FIG. 20 is a block diagram depicting another example of a method of manufacturing an illumination system. A light guide with a light input surface is provided 500. A diffuser coupled to the light input surface is provided 510. A light source attached to the light guide is provided 520.

The diffuser may be various diffusers described herein, including a coating, layer, or more substantial physical structure. The diffuser is coupled to the light input surface by various methods, including chemical methods, such as adhesion, and mechanical methods. In some implementations, an index matching adhesive is used, as discussed herein. In some other implementations, the diffuser is a coating and is coupled to the light input surface by deposition on the light input surface, as described herein.

The light source may be attached to the light guide via attaching the light source to the diffuser coupled to the light input surface. The light source may be attached to the light source by various methods, as described herein, including chemical or mechanical attachment methods.

FIGS. 21A and 21B show examples of system block diagrams illustrating a display device 40 that includes a plurality of interferometric modulators. The display device 40 can be, for example, a cellular or mobile telephone.

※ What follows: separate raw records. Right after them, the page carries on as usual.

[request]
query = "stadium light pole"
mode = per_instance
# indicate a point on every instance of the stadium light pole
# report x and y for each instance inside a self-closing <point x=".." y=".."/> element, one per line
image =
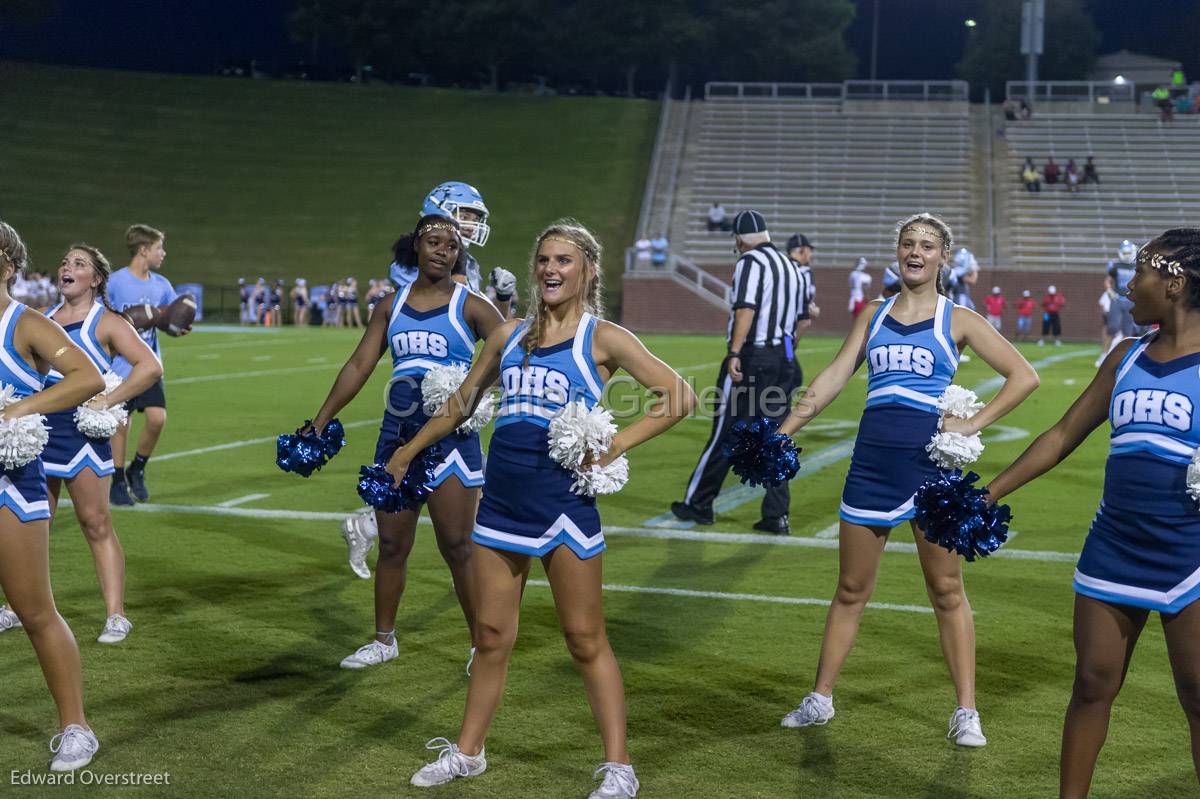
<point x="875" y="38"/>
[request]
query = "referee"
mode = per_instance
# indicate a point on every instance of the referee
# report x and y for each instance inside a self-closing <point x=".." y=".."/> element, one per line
<point x="757" y="372"/>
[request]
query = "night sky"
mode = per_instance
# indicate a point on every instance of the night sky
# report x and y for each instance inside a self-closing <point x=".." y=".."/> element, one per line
<point x="919" y="38"/>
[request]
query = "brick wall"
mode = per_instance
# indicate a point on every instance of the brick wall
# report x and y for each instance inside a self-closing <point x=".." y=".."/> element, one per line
<point x="659" y="305"/>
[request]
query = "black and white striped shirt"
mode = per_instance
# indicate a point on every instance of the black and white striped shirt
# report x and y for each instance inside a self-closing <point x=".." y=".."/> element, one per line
<point x="769" y="282"/>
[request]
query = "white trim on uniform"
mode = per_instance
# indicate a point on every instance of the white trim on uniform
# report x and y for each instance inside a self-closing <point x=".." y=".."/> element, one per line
<point x="882" y="516"/>
<point x="581" y="362"/>
<point x="901" y="391"/>
<point x="717" y="438"/>
<point x="31" y="379"/>
<point x="9" y="490"/>
<point x="561" y="524"/>
<point x="1133" y="592"/>
<point x="1157" y="439"/>
<point x="456" y="308"/>
<point x="455" y="460"/>
<point x="939" y="317"/>
<point x="85" y="454"/>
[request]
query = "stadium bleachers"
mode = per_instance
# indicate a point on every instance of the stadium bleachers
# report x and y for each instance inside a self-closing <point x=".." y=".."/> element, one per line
<point x="809" y="164"/>
<point x="1151" y="181"/>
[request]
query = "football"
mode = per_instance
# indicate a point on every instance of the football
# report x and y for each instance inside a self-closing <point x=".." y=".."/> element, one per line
<point x="143" y="316"/>
<point x="177" y="318"/>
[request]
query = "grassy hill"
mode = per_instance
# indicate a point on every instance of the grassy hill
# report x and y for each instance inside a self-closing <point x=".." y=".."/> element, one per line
<point x="303" y="179"/>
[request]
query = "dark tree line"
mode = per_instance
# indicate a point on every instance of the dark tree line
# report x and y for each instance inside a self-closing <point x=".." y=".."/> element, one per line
<point x="611" y="46"/>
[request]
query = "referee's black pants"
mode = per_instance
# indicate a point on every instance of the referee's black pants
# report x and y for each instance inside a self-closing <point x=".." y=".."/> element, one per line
<point x="767" y="380"/>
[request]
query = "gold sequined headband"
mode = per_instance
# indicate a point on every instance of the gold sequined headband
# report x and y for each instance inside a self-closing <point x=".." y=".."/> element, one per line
<point x="436" y="226"/>
<point x="928" y="232"/>
<point x="1173" y="268"/>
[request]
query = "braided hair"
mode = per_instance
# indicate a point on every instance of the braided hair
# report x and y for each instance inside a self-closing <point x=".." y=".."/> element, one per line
<point x="405" y="250"/>
<point x="593" y="289"/>
<point x="101" y="266"/>
<point x="1176" y="253"/>
<point x="12" y="252"/>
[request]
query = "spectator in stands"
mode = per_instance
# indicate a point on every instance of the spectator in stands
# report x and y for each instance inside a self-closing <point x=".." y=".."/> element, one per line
<point x="659" y="247"/>
<point x="1030" y="176"/>
<point x="1051" y="306"/>
<point x="1050" y="172"/>
<point x="1072" y="175"/>
<point x="1163" y="100"/>
<point x="642" y="246"/>
<point x="858" y="282"/>
<point x="996" y="305"/>
<point x="1024" y="314"/>
<point x="717" y="220"/>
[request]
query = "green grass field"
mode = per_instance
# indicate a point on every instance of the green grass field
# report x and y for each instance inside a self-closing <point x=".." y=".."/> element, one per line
<point x="229" y="680"/>
<point x="293" y="179"/>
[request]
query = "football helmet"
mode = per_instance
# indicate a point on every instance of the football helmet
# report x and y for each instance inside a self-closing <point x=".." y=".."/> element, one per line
<point x="454" y="197"/>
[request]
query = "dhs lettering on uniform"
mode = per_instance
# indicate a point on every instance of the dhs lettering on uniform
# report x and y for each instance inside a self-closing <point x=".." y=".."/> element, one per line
<point x="420" y="342"/>
<point x="538" y="382"/>
<point x="1153" y="407"/>
<point x="901" y="358"/>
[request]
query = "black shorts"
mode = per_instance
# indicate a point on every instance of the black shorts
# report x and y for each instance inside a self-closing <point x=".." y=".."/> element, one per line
<point x="153" y="397"/>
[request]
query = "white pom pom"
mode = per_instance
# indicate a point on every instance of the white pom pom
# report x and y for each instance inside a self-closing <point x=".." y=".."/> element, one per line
<point x="439" y="384"/>
<point x="1194" y="478"/>
<point x="599" y="480"/>
<point x="21" y="439"/>
<point x="955" y="450"/>
<point x="959" y="402"/>
<point x="102" y="422"/>
<point x="575" y="431"/>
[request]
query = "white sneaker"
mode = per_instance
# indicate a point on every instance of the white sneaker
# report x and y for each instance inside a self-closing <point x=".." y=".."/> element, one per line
<point x="814" y="710"/>
<point x="965" y="728"/>
<point x="73" y="748"/>
<point x="9" y="620"/>
<point x="371" y="654"/>
<point x="115" y="629"/>
<point x="360" y="532"/>
<point x="618" y="781"/>
<point x="451" y="763"/>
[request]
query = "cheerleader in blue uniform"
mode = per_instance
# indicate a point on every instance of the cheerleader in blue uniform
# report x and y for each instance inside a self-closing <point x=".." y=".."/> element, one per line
<point x="911" y="343"/>
<point x="432" y="322"/>
<point x="1143" y="552"/>
<point x="85" y="463"/>
<point x="562" y="353"/>
<point x="31" y="346"/>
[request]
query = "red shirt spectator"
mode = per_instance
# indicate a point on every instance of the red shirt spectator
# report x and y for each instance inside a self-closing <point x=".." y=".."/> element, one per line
<point x="1053" y="302"/>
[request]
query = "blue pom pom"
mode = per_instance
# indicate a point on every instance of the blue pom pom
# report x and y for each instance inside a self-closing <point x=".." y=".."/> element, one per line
<point x="957" y="516"/>
<point x="760" y="455"/>
<point x="377" y="486"/>
<point x="305" y="451"/>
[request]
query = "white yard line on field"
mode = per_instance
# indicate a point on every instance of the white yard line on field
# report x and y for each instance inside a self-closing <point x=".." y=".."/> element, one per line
<point x="659" y="533"/>
<point x="741" y="598"/>
<point x="245" y="442"/>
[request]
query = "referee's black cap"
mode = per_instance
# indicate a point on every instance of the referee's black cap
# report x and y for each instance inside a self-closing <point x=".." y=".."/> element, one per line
<point x="748" y="222"/>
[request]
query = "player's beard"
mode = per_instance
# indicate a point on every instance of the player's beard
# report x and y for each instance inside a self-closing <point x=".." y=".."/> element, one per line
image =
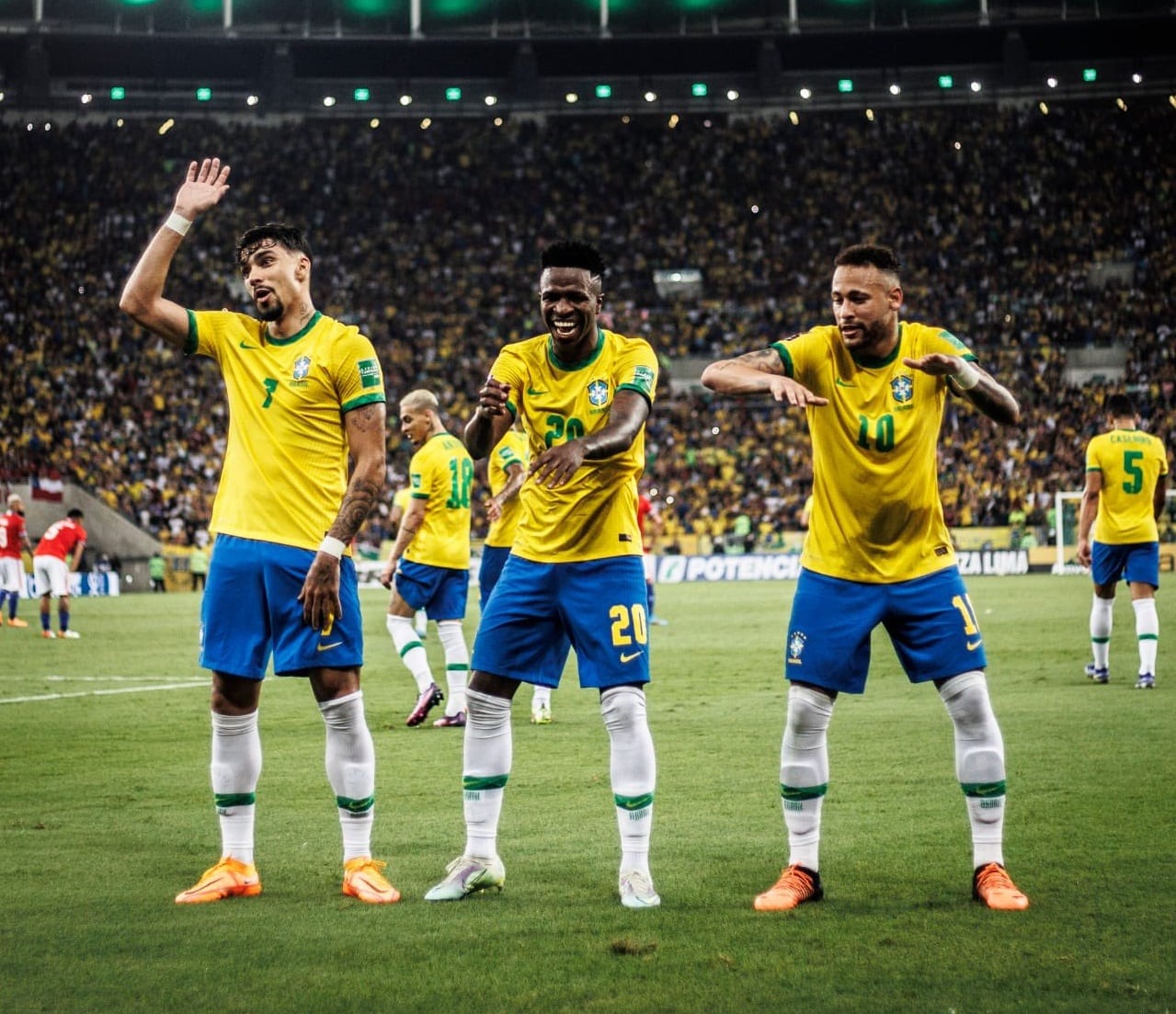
<point x="274" y="312"/>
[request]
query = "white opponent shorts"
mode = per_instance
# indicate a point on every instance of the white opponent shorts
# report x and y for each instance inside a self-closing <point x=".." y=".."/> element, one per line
<point x="12" y="575"/>
<point x="51" y="576"/>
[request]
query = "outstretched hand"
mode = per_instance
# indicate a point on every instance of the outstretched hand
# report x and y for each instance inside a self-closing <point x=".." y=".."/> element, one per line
<point x="205" y="185"/>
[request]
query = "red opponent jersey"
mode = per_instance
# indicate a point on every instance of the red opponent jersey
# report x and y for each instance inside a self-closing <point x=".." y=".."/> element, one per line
<point x="12" y="534"/>
<point x="62" y="539"/>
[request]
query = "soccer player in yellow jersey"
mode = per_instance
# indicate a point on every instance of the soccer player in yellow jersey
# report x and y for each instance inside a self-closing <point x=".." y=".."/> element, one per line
<point x="506" y="472"/>
<point x="304" y="393"/>
<point x="877" y="550"/>
<point x="428" y="566"/>
<point x="1126" y="483"/>
<point x="574" y="572"/>
<point x="400" y="501"/>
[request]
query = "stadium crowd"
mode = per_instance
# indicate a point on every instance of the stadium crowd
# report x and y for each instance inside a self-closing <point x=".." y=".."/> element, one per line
<point x="427" y="239"/>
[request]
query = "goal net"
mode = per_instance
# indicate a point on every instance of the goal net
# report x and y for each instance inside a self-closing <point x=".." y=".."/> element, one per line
<point x="1066" y="530"/>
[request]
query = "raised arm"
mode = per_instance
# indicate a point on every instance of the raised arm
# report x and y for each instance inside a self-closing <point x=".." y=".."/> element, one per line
<point x="973" y="382"/>
<point x="143" y="297"/>
<point x="490" y="420"/>
<point x="366" y="442"/>
<point x="761" y="371"/>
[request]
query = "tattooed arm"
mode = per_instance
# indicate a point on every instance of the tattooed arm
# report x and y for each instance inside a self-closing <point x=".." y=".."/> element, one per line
<point x="366" y="441"/>
<point x="759" y="371"/>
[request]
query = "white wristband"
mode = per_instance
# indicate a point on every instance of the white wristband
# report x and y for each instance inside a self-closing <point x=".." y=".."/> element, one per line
<point x="332" y="546"/>
<point x="177" y="223"/>
<point x="966" y="378"/>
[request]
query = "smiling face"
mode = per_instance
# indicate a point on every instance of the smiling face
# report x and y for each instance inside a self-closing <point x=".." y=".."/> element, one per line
<point x="277" y="278"/>
<point x="865" y="302"/>
<point x="569" y="298"/>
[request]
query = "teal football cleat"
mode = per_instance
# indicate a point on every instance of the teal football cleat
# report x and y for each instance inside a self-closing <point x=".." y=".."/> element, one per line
<point x="466" y="875"/>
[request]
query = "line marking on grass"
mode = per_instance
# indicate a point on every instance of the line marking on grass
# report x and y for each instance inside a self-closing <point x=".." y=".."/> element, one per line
<point x="102" y="693"/>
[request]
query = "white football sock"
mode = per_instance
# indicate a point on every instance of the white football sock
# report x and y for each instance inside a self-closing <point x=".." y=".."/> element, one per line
<point x="805" y="772"/>
<point x="1102" y="619"/>
<point x="456" y="665"/>
<point x="411" y="649"/>
<point x="485" y="767"/>
<point x="633" y="769"/>
<point x="235" y="770"/>
<point x="1147" y="632"/>
<point x="980" y="762"/>
<point x="350" y="770"/>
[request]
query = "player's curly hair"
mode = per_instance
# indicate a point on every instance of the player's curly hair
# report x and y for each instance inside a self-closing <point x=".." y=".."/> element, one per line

However, the same components of the display device 40 or slight variations thereof are also illustrative of various types of display devices such as televisions, e-readers and portable media players.

The display device 40 includes a housing 41, a display 30, an antenna 43, a speaker 45, an input device 48, and a microphone 46. The housing 41 can be formed from any of a variety of manufacturing processes, including injection molding, and vacuum forming. In addition, the housing 41 may be made from any of a variety of materials, including, but not limited to: plastic, metal, glass, rubber, and ceramic, or a combination thereof. The housing 41 can include removable portions (not shown) that may be interchanged with other removable portions of different color, or containing different logos, pictures, or symbols.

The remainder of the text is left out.